Note, this is for genes that are _annotated_ >1 time on the same assembly. Duplicated genes are typically just annotated twice with distinct GeneIDs; the gene symbol may be the same for these but the GeneID is not.
In the case of RefSeq annotation files, if GeneA is annotated twice then the gene_id
attribute in the GTF file will be GeneA
for the first instance and GeneA_1
for the second instance. In both cases, the gene
attribute will have the value GeneA
, which is the official symbol for that gene. For example, look at the annotation of the mouse gene Erdr1x.

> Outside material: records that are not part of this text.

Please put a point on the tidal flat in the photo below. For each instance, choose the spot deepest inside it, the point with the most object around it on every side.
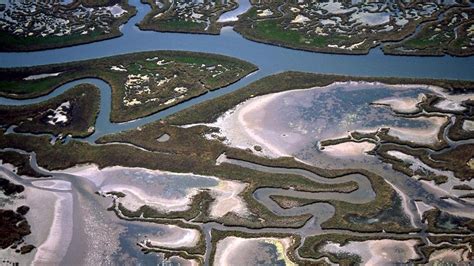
(306, 168)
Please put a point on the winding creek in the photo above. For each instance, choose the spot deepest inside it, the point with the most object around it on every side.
(120, 236)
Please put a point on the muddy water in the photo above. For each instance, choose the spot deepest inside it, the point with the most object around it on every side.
(99, 236)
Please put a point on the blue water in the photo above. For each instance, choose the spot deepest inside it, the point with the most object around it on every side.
(270, 60)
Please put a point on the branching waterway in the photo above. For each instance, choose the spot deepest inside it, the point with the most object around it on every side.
(79, 220)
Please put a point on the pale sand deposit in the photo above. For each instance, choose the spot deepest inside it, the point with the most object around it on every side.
(174, 237)
(247, 124)
(349, 149)
(378, 252)
(449, 256)
(468, 125)
(59, 237)
(159, 190)
(53, 184)
(422, 208)
(421, 135)
(230, 249)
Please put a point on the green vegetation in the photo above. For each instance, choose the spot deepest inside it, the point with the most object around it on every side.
(345, 27)
(312, 246)
(142, 83)
(71, 113)
(35, 41)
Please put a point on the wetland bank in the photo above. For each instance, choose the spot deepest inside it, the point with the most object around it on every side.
(295, 185)
(196, 158)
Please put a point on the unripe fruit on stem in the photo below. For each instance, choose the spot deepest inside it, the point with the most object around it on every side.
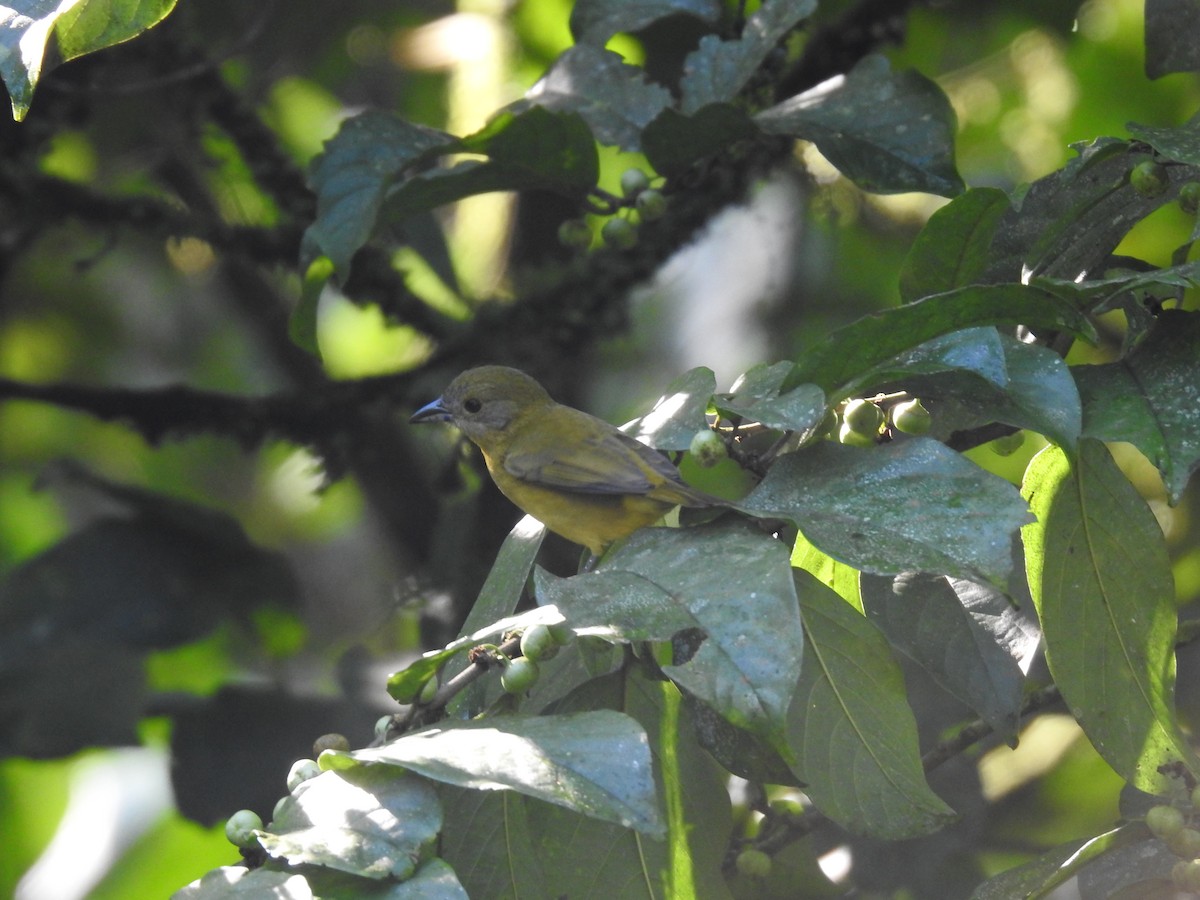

In the GFF3 file, the following gene rows are present:
NC_000086.8 BestRefSeq pseudogene 168793522 168801793 . + . ID=gene-Erdr1x;Dbxref=GeneID:170942,MGI:MGI:2384747;Name=Erdr1x;description=erythroid differentiation regulator 1 x;end_range=168801793,.;gbkey=Gene;gene=Erdr1x;gene_biotype=transcribed_pseudogene;gene_synonym=edr,Erdr1,Gm21887,Gm55594;partial=true;pseudo=true
NC_000087.8 BestRefSeq pseudogene 90796711 90827734 . + . ID=gene-Erdr1x-2;Dbxref=GeneID:170942,MGI:MGI:2384747;Name=Erdr1x;description=erythroid differentiation regulator 1 x;gbkey=Gene;gene=Erdr1x;gene_biotype=transcribed_pseudogene;gene_synonym=edr,Erdr1,Gm21887,Gm55594;pseudo=true
That same gene has the following two rows in GTF:
NC_000086.8 BestRefSeq gene 168793522 168801793 . + . gene_id "Erdr1x"; transcript_id ""; db_xref "GeneID:170942"; db_xref "MGI:MGI:2384747"; description "erythroid differentiation regulator 1 x"; gbkey "Gene"; gene "Erdr1x"; gene_biotype "transcribed_pseudogene"; gene_synonym "edr"; gene_synonym "Erdr1"; gene_synonym "Gm21887"; gene_synonym "Gm55594"; partial "true"; pseudo "true";
NC_000087.8 BestRefSeq gene 90796711 90827734 . + . gene_id "Erdr1x_1"; transcript_id ""; db_xref "GeneID:170942"; db_xref "MGI:MGI:2384747"; description "erythroid differentiation regulator 1 x"; gbkey "Gene"; gene "Erdr1x"; gene_biotype "transcribed_pseudogene"; gene_synonym "edr"; gene_synonym "Erdr1"; gene_synonym "Gm21887"; gene_synonym "Gm55594"; pseudo "true";
They don't have different gene IDs, but different transcript IDs, depending on the tool you are using for quantifying and the downstream analyses they can be quantified separately, but most people quantify them at the gene level.